Après l’échec commercial de sa berline compacte Rapid, Skoda revient sur le segment avec une nouvelle offre : la Scala.

Difficile segment que celui de la berline compacte dans le groupe Volkswagen, En dehors de l’intouchable icône Golf, seul Seat arrivait à tirer son épingle du jeu avec une Leon à tendance sportivo-dynamique. Skoda avec sa nouvelle Scala s’essaie à ce qu’il sait faire de mieux : une voiture logeable, avec un bon niveau de finition, le tout pour un prix mesuré. Si pour ce dernier point il faudra encore attendre l’officialisation des tarifs français, il faut bien avouer que la recette semble réussie.

Originalité de la Scala : elle est basée sur la plateforme MQB-A0, la même que celle de la VW Polo ou de la Seat Ibiza, et non pas sur la MQB des Audi A3, Karoq ou autre Leon. Cette base technique plus compacte permet de contenir les coûts, mais Skoda a poussé les coins pour en faire aussi une voiture aux dimensions confortables (4,36 m de long, mais seulement 1,79 m de large). Le coffre atteint ainsi la belle valeur de 467 litres et l’habitabilité semble très généreuse.

Esthétiquement, pas de réelle surprise à attendre. Les lignes générales avaient déjà été dévoilées sur le très réussi concept Vision RS du dernier Mondial. Sa silhouette générale s’apparente à celle d’un “break court”, un peu à l’image de l’Audi A3 Sportback auquel il ressemble beaucoup. Dans la continuité du style maison, le dessin est acéré, marqué par de nombreuses arêtes tranchantes, des phares et feux effilés. L’air de famille avec les autres produits de la marque est bien là, mais encore une fois pas assez distinctif des autres marques du groupe, Seat et VW en tête.

Seul point vraiment différenciant : la vitre de hayon descend jusqu’à l’emplacement de la plaque d’immatriculation et reçoit le lettrage Skoda sur sa largeur. C’est plutôt joli et change de la ligne de LED qui est la mode du moment, même si cela a déjà été vu sur la Rapid Spaceback.

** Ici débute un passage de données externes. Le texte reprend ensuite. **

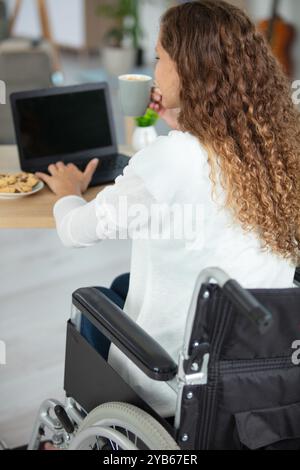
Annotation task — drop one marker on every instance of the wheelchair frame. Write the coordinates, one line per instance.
(144, 351)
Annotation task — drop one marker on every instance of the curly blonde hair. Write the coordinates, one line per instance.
(236, 99)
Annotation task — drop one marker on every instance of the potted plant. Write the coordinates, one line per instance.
(122, 41)
(145, 131)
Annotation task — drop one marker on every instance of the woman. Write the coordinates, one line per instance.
(233, 152)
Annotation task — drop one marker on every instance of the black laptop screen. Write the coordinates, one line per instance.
(63, 124)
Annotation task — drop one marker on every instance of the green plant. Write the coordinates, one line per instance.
(126, 16)
(149, 118)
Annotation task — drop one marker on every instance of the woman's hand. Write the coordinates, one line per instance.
(168, 115)
(68, 180)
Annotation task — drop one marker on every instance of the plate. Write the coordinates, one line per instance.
(38, 187)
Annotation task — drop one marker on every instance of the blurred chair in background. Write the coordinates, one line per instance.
(3, 20)
(23, 66)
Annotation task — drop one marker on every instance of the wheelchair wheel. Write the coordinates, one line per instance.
(121, 426)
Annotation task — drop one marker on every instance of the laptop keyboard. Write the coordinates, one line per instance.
(107, 164)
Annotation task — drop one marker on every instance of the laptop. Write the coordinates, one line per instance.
(71, 124)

Dans l’habitacle, Skoda semble vouloir monter en gamme avec un agencement et une finition apparente qui semblent de haut niveau. L’instrumentation est numérique sur les versions hautes, et se double d’un grand écran multimédia de 9,2 pouces de diagonale. Cuir et bois sont disponibles sur les versions hautes. Vous avez dit “bas de gamme” ? Oubliez vos a priori, Skoda a changé ! Les aides à la conduite et autres gadgets électroniques sont tous là : surveillance d’angle mort, freinage d’urgence, régulateur adaptatif, etc…

Comme toute Skoda qui se respecte, la Scala fourmille d’astuces : grattoir à vitre dans la trappe à essence, parapluie dans la porte, plancher de coffre réglable en hauteur, etc… C’est à se demander pourquoi les autres constructeurs ne reprennent pas ces idées toutes simples.

Si la Vision RS nous faisait miroiter une version “pêchue”, il faudra hélas se contenter de motorisations bien plus raisonnables en série. Les blocs moteurs traditionnels du groupe sont de sortie avec, en essence, les 1.0 TSI de 95 et 115 ch et le 1.5 TSI de 150 ch. Le seul moteur diesel annoncé est le 1.6 TDI en définition 115 ch. Une boîte DSG 7 rapports sera disponible sur les 3 motorisations les plus puissantes.

La Scala apporte une alternative plutôt originale sur le segment des compactes, en proposant un dessin plus soigné que la défunte Rapid, et des prestations très intéressantes, même si les motorisations restent trop sages. Reste à connaître la tarification pour déterminer si il s’agit là d’une vraie bonne affaire.